From unstructured administrative records to an accessible, open, global dataset of pandemic- and epidemic-prone disease outbreaks.

How we created a dataset of 2227 unique outbreaks associated to 70 different infectious diseases occurred in a total of 233 countries and territories from 1996 until March 2022.
From unstructured administrative records to an accessible, open, global dataset of pandemic- and epidemic-prone disease outbreaks.

The COVID-19 pandemic has widely demonstrated the hazard that infectious diseases can pose to global public health and development. According to the latest available estimates from the World Health Organization (WHO), as of November 2022 it has been confirmed to have affected over 628 million people worldwide, having caused more than 6.5 million deaths. However, COVID-19 is not the only infectious disease threatening the world. In 2019, the year before the first confirmed death from COVID-19, infectious diseases claimed more than 5.1 million lives, accounting for 14% of the 55.4 million deaths worldwide, approximately 4 million fewer than in 2000.

Despite the decline in deaths from infectious diseases in the last two decades leading up to the COVID-19 pandemic, the world has also witnessed how disease outbreaks are emerging at unprecedented rates. For instance, the outbreak of severe acute respiratory syndrome associated Coronavirus (SARS-CoV) in 2003, the 2009-2010 influenza A(H1N1) pandemic, the Middle East respiratory syndrome Coronavirus (MERS-CoV) outbreak in 2012, the 2013-2016 west African Ebola virus disease epidemic, and the 2015-2016 zika virus epidemic; all spread in several countries across different continents, disproportionately impacting the most vulnerable communities.

The increasing number of disease outbreaks has also lent impetus to a growing research interest on examining this phenomenon, which has gone hand-in-hand with a rising need for reliable open data from official sources. However, existing datasets on the matter exclusively cover a limited number of infectious diseases, or are specific to a population, country, or region. Moreover, other datasets are based on unofficial information, which may contain incorrect information or disinformation from false reports, or are not publicly available, hampering their reuse and utilization.

The WHO, as part of its mandate, collects information about confirmed and potential public health events of concern in the world. Specifically for COVID-19, the WHO made available the Coronavirus Dashboard. For the rest of diseases, the information is contained in the Disease Outbreak News (DONs). The information of the DONs is obtained from an integrated global system coordinated by the WHO. This information is based on epidemiological, clinical, and laboratory investigations conducted by the official public health authorities, institutions, and research networks of the WHO and its partners all over the world. However, since the DONs are not primary produced for statistical purposes, they are unstructured, with a format that makes it difficult to extract detailed information, and they do not make use of concepts and definitions that conform to international standards. Therefore, to create a database that is statistically sound for research purposes, we first processed the information from the DONs and then merged it with the Coronavirus Dashboard data. 

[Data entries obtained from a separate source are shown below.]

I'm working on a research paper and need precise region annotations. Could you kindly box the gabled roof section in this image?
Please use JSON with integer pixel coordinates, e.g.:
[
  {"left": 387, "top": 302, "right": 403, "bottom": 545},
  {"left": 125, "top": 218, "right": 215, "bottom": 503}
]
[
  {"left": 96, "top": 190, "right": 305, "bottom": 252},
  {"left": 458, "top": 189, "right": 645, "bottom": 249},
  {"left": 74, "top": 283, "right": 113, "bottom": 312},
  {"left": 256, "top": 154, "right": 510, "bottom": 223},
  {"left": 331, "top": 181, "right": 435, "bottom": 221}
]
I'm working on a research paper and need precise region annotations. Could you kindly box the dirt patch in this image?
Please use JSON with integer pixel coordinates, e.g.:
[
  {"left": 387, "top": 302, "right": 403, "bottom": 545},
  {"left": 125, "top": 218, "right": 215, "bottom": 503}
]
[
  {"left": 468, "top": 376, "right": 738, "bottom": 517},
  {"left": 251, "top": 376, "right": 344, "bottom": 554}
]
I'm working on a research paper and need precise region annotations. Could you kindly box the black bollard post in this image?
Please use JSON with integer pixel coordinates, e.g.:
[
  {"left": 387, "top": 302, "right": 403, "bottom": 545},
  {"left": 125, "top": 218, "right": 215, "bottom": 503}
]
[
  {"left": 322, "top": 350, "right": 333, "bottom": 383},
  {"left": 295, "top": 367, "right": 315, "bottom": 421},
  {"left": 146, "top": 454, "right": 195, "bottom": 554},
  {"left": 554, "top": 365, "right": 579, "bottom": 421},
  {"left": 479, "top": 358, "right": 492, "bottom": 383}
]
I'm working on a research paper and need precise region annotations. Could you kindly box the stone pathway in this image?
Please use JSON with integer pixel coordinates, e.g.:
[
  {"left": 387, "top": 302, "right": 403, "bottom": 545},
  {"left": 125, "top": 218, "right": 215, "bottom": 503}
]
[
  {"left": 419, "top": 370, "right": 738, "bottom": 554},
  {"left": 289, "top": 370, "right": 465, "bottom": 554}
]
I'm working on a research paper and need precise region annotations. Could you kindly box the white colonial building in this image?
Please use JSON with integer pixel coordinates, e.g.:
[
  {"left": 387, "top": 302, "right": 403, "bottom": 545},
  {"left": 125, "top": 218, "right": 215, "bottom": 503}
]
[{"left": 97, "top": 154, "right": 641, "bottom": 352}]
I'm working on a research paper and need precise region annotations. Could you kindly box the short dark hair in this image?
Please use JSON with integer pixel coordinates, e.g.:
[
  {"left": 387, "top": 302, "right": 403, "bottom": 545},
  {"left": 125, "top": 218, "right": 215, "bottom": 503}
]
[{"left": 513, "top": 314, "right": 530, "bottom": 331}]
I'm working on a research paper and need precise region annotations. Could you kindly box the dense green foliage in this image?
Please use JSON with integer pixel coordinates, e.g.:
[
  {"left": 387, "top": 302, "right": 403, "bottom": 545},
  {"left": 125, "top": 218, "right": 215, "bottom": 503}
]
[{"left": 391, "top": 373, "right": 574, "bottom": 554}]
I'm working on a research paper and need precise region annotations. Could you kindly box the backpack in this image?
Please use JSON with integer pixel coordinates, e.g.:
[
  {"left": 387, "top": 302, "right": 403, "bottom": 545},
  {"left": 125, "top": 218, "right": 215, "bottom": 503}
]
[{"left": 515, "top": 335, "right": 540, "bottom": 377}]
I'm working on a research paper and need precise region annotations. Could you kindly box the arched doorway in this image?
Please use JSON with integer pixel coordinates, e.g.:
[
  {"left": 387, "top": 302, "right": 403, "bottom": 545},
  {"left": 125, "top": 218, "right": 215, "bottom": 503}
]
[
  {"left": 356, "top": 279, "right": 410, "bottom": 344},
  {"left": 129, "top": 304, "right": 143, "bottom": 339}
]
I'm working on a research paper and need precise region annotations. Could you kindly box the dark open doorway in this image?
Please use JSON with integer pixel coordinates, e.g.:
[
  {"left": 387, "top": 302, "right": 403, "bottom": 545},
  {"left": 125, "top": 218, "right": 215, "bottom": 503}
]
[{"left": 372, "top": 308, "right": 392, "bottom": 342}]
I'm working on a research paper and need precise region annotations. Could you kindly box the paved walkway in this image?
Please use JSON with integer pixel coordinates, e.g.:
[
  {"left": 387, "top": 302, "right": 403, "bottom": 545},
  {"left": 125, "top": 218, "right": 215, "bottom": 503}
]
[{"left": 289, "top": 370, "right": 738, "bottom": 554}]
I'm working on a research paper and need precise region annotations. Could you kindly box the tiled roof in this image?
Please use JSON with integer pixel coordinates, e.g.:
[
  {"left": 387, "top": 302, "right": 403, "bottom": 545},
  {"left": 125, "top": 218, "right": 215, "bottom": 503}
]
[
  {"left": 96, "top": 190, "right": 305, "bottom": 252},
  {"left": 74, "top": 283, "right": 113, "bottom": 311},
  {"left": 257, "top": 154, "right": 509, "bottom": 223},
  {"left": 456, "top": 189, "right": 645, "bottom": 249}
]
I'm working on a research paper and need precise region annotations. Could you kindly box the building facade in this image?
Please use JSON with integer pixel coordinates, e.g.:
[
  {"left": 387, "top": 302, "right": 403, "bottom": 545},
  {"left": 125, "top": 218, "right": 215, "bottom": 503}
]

Our final dataset contains information on 2227 disease outbreaks which occurred over the period from January 1996 to March 2022. In comparison with existing data on the matter, our dataset provides five key advantages. First, a wide geographic coverage of 233 countries and territories around the world. Second, an extensive coverage of 70 infection diseases. Third, the utilization of standardized concepts and definitions, for which we used the codes of the International Standard Organization for countries and territories (ISO-3166), and the tenth revision of the International Statistical Classification of Diseases and related Health Problems (ICD-10). This allows the users to flexibly obtain information for a specific region, country, year, or disease. Fourth, for transparency, replicability, and reproducibility purposes, we make the data, metadata, and the code to create these data publicly available from Figshare both in human- and machine-readable formats (HTML, R, csv), which facilitates the reuse of the information. Moreover, by re-running the code the user can automatically extract more recent DONs from the website to keep the database updated. Finally, our data are interoperable, i.e. they can be easily integrated with other data by using the country code, the year, and/or the disease code as key variable(s) matching observations between datasets.

Our dataset will contribute to enhance knowledge on epidemics. Further research using these data may combine this information with other sources to identify the factors associated with the exposure of countries to pandemic- and epidemic-prone disease outbreaks.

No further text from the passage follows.